Over the past year, the Billings Police Department has received an increasing number of calls from FedEx and UPS workers who discover packages containing what appears to be legal medical marijuana. A police investigator must then pick up the package, make phone calls to determine whether it is a legal product produced by a medical marijuana caregiver who is registered with the state and notify the distributor to retrieve the shipment.
All that can add up to several hours of police time. Then, the caregiver may not pick up their product, saddling the cops with returning the marijuana to them personally.
“We don’t want to be in the middle as a broker,” said Billings Police Chief Rich St. John. “We’re wasting a lot of time investigating and looking into legitimate businesses.”
Montana’s medical marijuana law allows caregivers to possess six plants or 1 ounce of marijuana for every patient. Both patients and caregivers must register with the state Department of Public Health and Human Services, and patients must identify who is their caregiver.
Despite this limited legalization of marijuana for some medical uses, the parcel services refuse to transport the drug, even if it stays within the state’s borders.

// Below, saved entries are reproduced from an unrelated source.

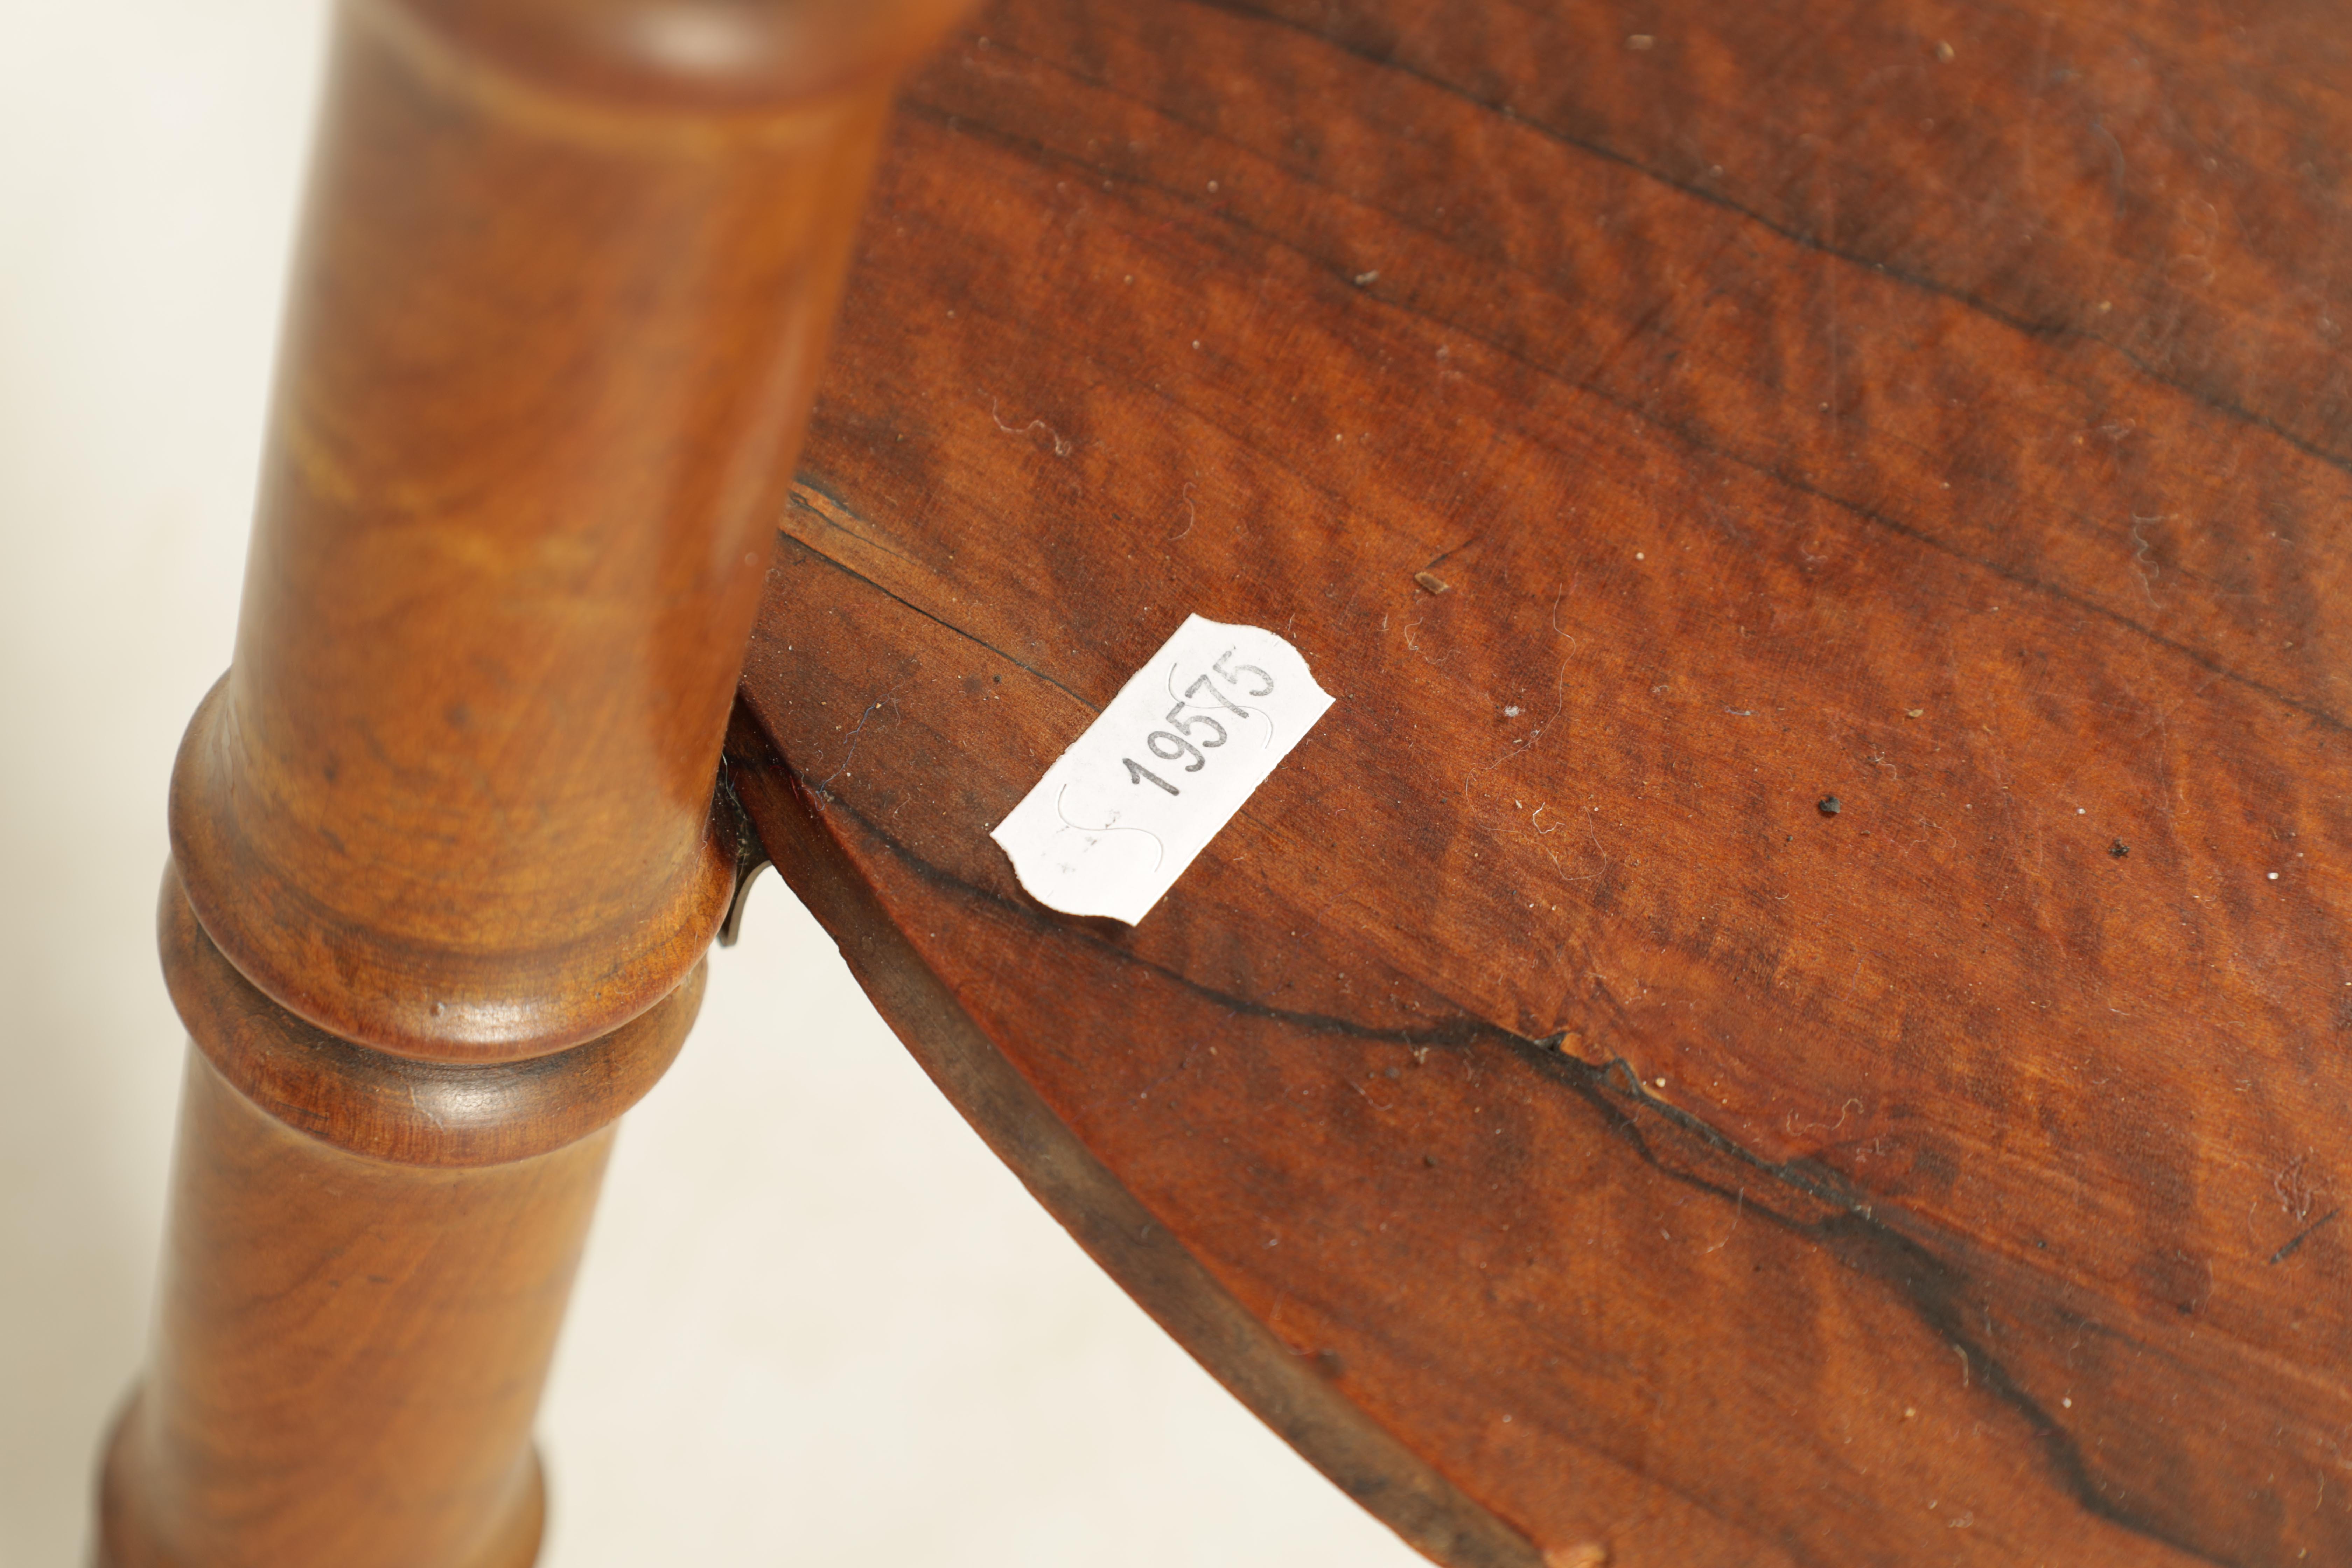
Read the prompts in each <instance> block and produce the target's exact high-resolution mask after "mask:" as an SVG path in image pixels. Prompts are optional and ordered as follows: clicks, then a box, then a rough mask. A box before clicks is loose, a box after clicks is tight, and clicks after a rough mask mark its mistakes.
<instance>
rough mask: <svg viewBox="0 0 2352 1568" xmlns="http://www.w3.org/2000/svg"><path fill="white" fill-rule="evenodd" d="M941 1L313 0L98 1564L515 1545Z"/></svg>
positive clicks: (193, 758)
mask: <svg viewBox="0 0 2352 1568" xmlns="http://www.w3.org/2000/svg"><path fill="white" fill-rule="evenodd" d="M953 9H955V2H953V0H903V2H894V5H844V2H840V0H809V2H804V5H748V7H746V5H701V2H699V0H562V2H555V0H496V2H492V5H477V2H473V0H468V2H463V5H459V2H456V0H343V5H341V9H339V14H336V28H334V47H332V66H329V80H327V94H325V113H322V129H320V141H318V150H315V165H313V188H310V197H308V207H306V219H303V235H301V252H299V259H296V268H294V284H292V303H289V322H287V334H285V357H282V364H280V378H278V390H275V402H273V409H270V435H268V449H266V454H263V465H261V501H259V515H256V522H254V541H252V555H249V564H247V581H245V604H242V614H240V623H238V646H235V663H233V665H230V670H228V675H226V677H223V679H221V684H219V686H214V691H212V693H209V696H207V698H205V703H202V708H200V710H198V715H195V722H193V724H191V729H188V738H186V743H183V748H181V757H179V766H176V771H174V778H172V870H169V875H167V879H165V896H162V947H165V971H167V978H169V985H172V997H174V1001H176V1004H179V1011H181V1018H183V1020H186V1025H188V1034H191V1041H193V1048H191V1053H188V1079H186V1093H183V1107H181V1131H179V1154H176V1161H174V1171H172V1208H169V1241H167V1260H165V1272H162V1302H160V1309H158V1321H155V1349H153V1359H151V1366H148V1371H146V1380H143V1385H141V1389H139V1392H136V1396H134V1399H132V1403H129V1406H127V1410H125V1415H122V1420H120V1422H118V1429H115V1436H113V1443H111V1448H108V1460H106V1479H103V1500H101V1540H99V1559H101V1563H106V1566H108V1568H322V1566H329V1563H332V1566H334V1568H522V1566H524V1563H529V1561H532V1559H534V1556H536V1549H539V1521H541V1514H543V1488H541V1476H539V1465H536V1458H534V1453H532V1441H529V1429H532V1418H534V1410H536V1403H539V1389H541V1382H543V1375H546V1366H548V1356H550V1352H553V1342H555V1333H557V1328H560V1324H562V1312H564V1298H567V1293H569V1281H572V1272H574V1265H576V1258H579V1248H581V1239H583V1234H586V1227H588V1218H590V1213H593V1204H595V1192H597V1182H600V1175H602V1168H604V1157H607V1150H609V1147H612V1138H614V1131H612V1128H614V1119H616V1117H619V1114H621V1112H623V1110H626V1107H628V1105H630V1103H633V1100H635V1098H637V1095H642V1093H644V1091H647V1088H649V1086H652V1084H654V1081H656V1079H659V1077H661V1072H663V1067H666V1065H668V1063H670V1058H673V1056H675V1053H677V1048H680V1041H682V1039H684V1032H687V1025H689V1023H691V1018H694V1009H696V1004H699V999H701V973H703V971H701V961H703V952H706V947H708V945H710V938H713V931H715V929H717V926H720V919H722V917H724V912H727V907H729V900H731V896H734V886H736V872H739V856H741V851H743V846H741V827H739V813H736V806H734V802H731V797H729V795H727V792H724V790H720V788H717V776H720V748H722V738H724V729H727V717H729V708H731V693H734V684H736V672H739V665H741V656H743V642H746V637H748V630H750V618H753V611H755V607H757V597H760V581H762V569H764V562H767V541H769V534H771V524H774V515H776V510H779V508H781V503H783V494H786V484H788V477H790V470H793V456H795V451H797V444H800V435H802V425H804V414H807V402H809V395H811V386H814V374H816V364H818V360H821V355H823V346H826V334H828V329H830V322H833V313H835V303H837V296H840V280H842V270H844V266H847V254H849V242H851V235H854V233H856V228H854V219H856V212H858V202H861V197H863V188H866V181H868V169H870V162H873V155H875V146H877V139H880V134H882V127H884V120H887V113H889V101H891V92H894V87H896V78H898V73H901V71H903V66H906V63H910V61H913V59H915V54H917V52H920V49H924V47H927V42H929V40H931V35H936V31H938V28H943V26H946V21H948V16H950V14H953Z"/></svg>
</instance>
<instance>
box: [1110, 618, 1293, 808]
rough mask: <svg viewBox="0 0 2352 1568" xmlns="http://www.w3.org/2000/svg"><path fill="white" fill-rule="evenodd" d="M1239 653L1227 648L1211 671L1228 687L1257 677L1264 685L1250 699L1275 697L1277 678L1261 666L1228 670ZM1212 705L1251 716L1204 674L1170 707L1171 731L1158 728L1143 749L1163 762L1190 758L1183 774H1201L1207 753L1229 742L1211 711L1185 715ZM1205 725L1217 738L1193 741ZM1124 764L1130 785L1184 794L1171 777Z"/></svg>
mask: <svg viewBox="0 0 2352 1568" xmlns="http://www.w3.org/2000/svg"><path fill="white" fill-rule="evenodd" d="M1237 651H1240V649H1225V654H1223V658H1218V661H1216V663H1214V665H1211V668H1214V670H1216V672H1218V675H1221V677H1223V679H1225V684H1228V686H1240V684H1242V675H1256V677H1258V682H1261V684H1258V686H1256V689H1251V691H1249V696H1272V691H1275V677H1272V675H1268V672H1265V670H1261V668H1258V665H1232V668H1230V670H1228V668H1225V665H1228V663H1230V661H1232V656H1235V654H1237ZM1169 684H1174V682H1169ZM1202 691H1207V693H1209V696H1207V701H1202V698H1200V693H1202ZM1209 705H1216V708H1225V710H1230V712H1235V715H1240V717H1244V719H1247V717H1249V710H1247V708H1242V705H1240V703H1235V701H1232V698H1228V696H1225V693H1223V691H1218V689H1216V682H1211V679H1209V677H1207V675H1202V677H1200V679H1197V682H1192V684H1190V686H1185V689H1183V698H1181V701H1178V703H1176V705H1174V708H1169V719H1167V722H1169V726H1171V729H1155V731H1152V733H1148V736H1143V750H1148V752H1150V755H1152V757H1157V759H1160V762H1176V759H1178V757H1190V759H1192V762H1188V764H1185V769H1183V771H1185V773H1200V771H1202V769H1204V766H1207V764H1209V757H1207V752H1214V750H1216V748H1221V745H1223V743H1225V741H1228V736H1225V726H1223V724H1221V722H1218V719H1216V717H1214V715H1207V712H1195V715H1185V708H1209ZM1202 726H1207V729H1209V733H1211V736H1214V738H1211V741H1192V736H1195V733H1197V731H1200V729H1202ZM1204 748H1207V750H1204ZM1120 762H1124V764H1127V783H1152V785H1157V788H1162V790H1167V792H1169V795H1183V790H1178V788H1176V785H1171V783H1169V780H1167V778H1160V773H1152V771H1150V769H1148V766H1143V764H1141V762H1136V759H1134V757H1120Z"/></svg>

“Although we understand Montana has passed a law and citizens are permitted to ship it and use it under state law, federal law criminalizes the possession of marijuana, so as a result, FedEx is not going to take the risk of criminal prosecution by accepting such shipments,” said Sally Davenport, a FedEx spokeswoman.
The resulting predicament is extremely frustrating for narcotics detectives, especially when there is a risk that the marijuana providers involved may not be fully complying with the state’s law.
“If everything turns out fine, we’ve just wasted our detective for several hours,” said Sgt. Brian Korell, who leads the department’s City-County Special Investigations Unit. “I’m paying a guy to investigate a legal business when I should be paying him to investigate true criminals.”
But in one recent worst-case scenario, police were notified by federal agents that they had identified a detective returning pot to a home under video surveillance.
Tom Daubert, who heads the medical marijuana advocacy group Patients and Families United, said tax dollars should not be spent paying officers to reunite caregivers with their products when they are ignoring the parcel services’ shipping rules.
“Caregivers shouldn’t ship cannabis in that way at all, and if they choose to take that risk, they shouldn’t expect the delivery to be made,” Daubert said.
Nevertheless, Korell said, the marijuana has a rightful owner and it cannot be destroyed without creating a legal liability for the department.
“We are in a very, very difficult situation with this, and we are trying to do the best we can for all parties,” Korell said.